🤖 AI Summary
This study systematically evaluates the applicability of the foundation model (FM) paradigm across three scientific domains—genomics, satellite imagery, and time-series analysis—to assess whether FMs can supplant traditional supervised learning. Method: We construct a cross-modal benchmark framework employing lightweight architectures (e.g., Wide ResNet, U-Net), automated hyperparameter optimization, and standardized training protocols to rigorously compare domain-specific FMs against strong supervised baselines. Contribution/Results: Across all tasks, carefully tuned supervised models match or exceed state-of-the-art domain-specific FMs; large-scale pretraining yields no consistent empirical gains. This work provides the first multi-modal scientific validation that the FM paradigm remains immature for these domains. We open-source two automated evaluation workflows and underscore the necessity—and benchmarking value—of strong supervised baselines in scientific AI assessment.
📝 Abstract
Following its success for vision and text, the"foundation model"(FM) paradigm -- pretraining large models on massive data, then fine-tuning on target tasks -- has rapidly expanded to domains in the sciences, engineering, healthcare, and beyond.
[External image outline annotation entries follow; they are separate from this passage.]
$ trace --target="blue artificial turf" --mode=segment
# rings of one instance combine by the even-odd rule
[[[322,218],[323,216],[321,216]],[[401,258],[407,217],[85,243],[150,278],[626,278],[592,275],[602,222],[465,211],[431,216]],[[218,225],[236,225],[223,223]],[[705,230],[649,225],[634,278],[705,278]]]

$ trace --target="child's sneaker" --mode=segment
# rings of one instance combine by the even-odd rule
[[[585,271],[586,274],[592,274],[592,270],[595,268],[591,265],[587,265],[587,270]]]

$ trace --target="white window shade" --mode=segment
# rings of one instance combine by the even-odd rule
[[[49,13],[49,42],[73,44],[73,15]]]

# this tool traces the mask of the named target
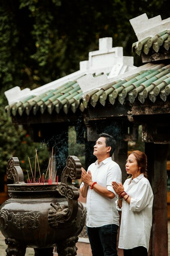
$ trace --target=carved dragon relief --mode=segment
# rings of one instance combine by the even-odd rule
[[[66,166],[62,171],[61,183],[55,186],[55,190],[68,201],[68,206],[57,203],[50,204],[52,207],[48,213],[48,222],[50,226],[57,228],[58,225],[65,222],[66,225],[72,225],[75,221],[79,209],[78,198],[79,193],[77,189],[72,184],[72,180],[81,178],[81,164],[79,159],[75,156],[69,156],[66,161]],[[7,165],[8,179],[14,179],[14,184],[24,183],[22,170],[17,157],[11,158]],[[10,191],[9,193],[10,193]],[[83,216],[84,211],[79,214]],[[83,222],[84,222],[84,221]]]
[[[20,161],[18,157],[11,157],[9,160],[7,174],[8,179],[12,179],[13,177],[14,184],[24,183],[24,174],[20,166]]]
[[[56,228],[60,223],[65,222],[73,224],[76,218],[78,210],[77,189],[72,184],[72,180],[80,179],[82,173],[81,164],[79,159],[75,156],[69,156],[66,166],[62,173],[61,184],[56,187],[60,195],[65,196],[68,202],[68,207],[58,203],[51,204],[52,208],[49,212],[48,220],[51,227]]]

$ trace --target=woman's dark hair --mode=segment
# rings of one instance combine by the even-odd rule
[[[111,157],[113,154],[113,152],[116,148],[117,144],[116,141],[115,141],[113,138],[113,137],[109,134],[105,133],[104,132],[100,133],[100,134],[99,135],[99,137],[104,137],[104,138],[106,138],[106,147],[111,147],[111,150],[110,151],[110,156]]]
[[[144,173],[145,177],[148,177],[147,174],[147,157],[145,153],[139,150],[136,150],[131,153],[133,154],[136,159],[138,167],[141,167],[141,171]]]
Has this achieved what the original FMs accomplished, i.e. the supplanting of traditional supervised learning in their domains? To answer we look at three modalities -- genomics, satellite imaging, and time series -- with multiple recent FMs and compare them to a standard supervised learning workflow: model development, hyperparameter tuning, and training, all using only data from the target task. Across these three specialized domains, we find that it is consistently possible to train simple supervised models -- no more complicated than a lightly modified wide ResNet or UNet -- that match or even outperform the latest foundation models. Our work demonstrates that the benefits of large-scale pretraining have yet to be realized in many specialized areas, reinforces the need to compare new FMs to strong, well-tuned baselines, and introduces two new, easy-to-use, open-source, and automated workflows for doing so.